All code and software runs on hardware, which is the physical parts of the system including the motherboard, CPU, RAM and the various circuits. In addition, the operating system needs to tell the hardware how to communicate with the operating system and applications.

Hardware: the ghost in the machine

Summing up, current computer systems are built upon these layers:

  • machine level language
  • assembly language
  • programming language
  • operating system
  • applications
  • hardware

This is actually a simplified view – there are additional layers within some of these layers, but it’s a good overview. A sufficiently advanced self-improving system could, in theory, discover a way to merge these separate layers into one.

Compressed Computing

Just as companies become more efficient by removing unnecessary layers of management (a process called flattening the pyramid), an advanced computer intelligence could discover how to function as a hyper-advanced single-layer system, where the operating system and applications are intertwined directly with the hardware.
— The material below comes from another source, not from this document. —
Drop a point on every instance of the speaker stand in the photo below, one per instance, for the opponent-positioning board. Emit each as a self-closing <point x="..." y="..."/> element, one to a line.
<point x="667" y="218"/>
Because this would be a quantum computer, each bit of information could be stored at the smallest imaginable level: a subatomic particle. A basic element such as hydrogen contains billions of such particles in a cubic centimeter, and each particle would be a transistor – a single computing circuit.
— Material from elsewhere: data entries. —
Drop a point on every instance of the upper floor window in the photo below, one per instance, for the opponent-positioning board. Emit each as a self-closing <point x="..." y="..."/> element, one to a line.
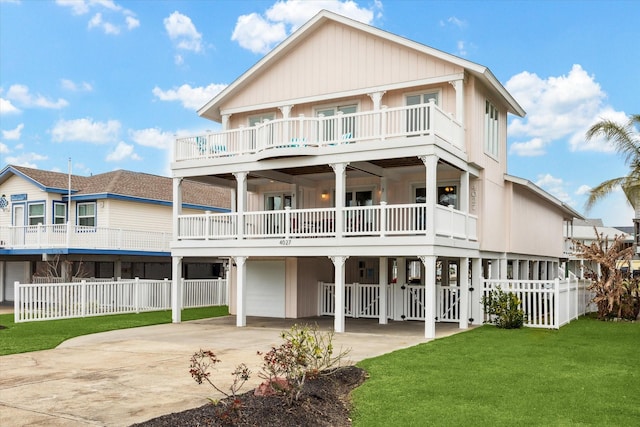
<point x="254" y="120"/>
<point x="59" y="213"/>
<point x="491" y="129"/>
<point x="418" y="118"/>
<point x="35" y="213"/>
<point x="87" y="214"/>
<point x="334" y="130"/>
The most advanced computer processor available today contains about 40 billion transistors. A quantum system could have trillions of transistors in a compact space containing a strange hybrid of software and hardware – a “quantumware” computer. It would be as if all of IBM’s 346,000 employees were replaced by one super-human.

An atomic grid

The Runaway Intelligence Train

The question then becomes: at what rate would this system’s intelligence increase? Intelligence is a difficult thing to quantify and measure, but let’s conservatively assume that:

  • this system’s intelligence increases by 1% each cycle, starting with a cycle of one full day (24 hours)
  • the time required to become 1% more intelligent decreases by 1% after the first cycle and then continues to decrease by 1% after each cycle

After the first day, the system would be 1% more intelligent, and the time required for it to become 1% more intelligent would then be 99% of one day, about 23 hours and 45 minutes.

Runaway to infinity

After 101 days, something remarkable happens. It would only take 1 second to become 1% more intelligent. Part way into this 101st day, this system would be 998 trillion times more intelligent than when it started. How large is 998 trillion? Counting one number per second, it would take about 32 million years to count to 998 trillion.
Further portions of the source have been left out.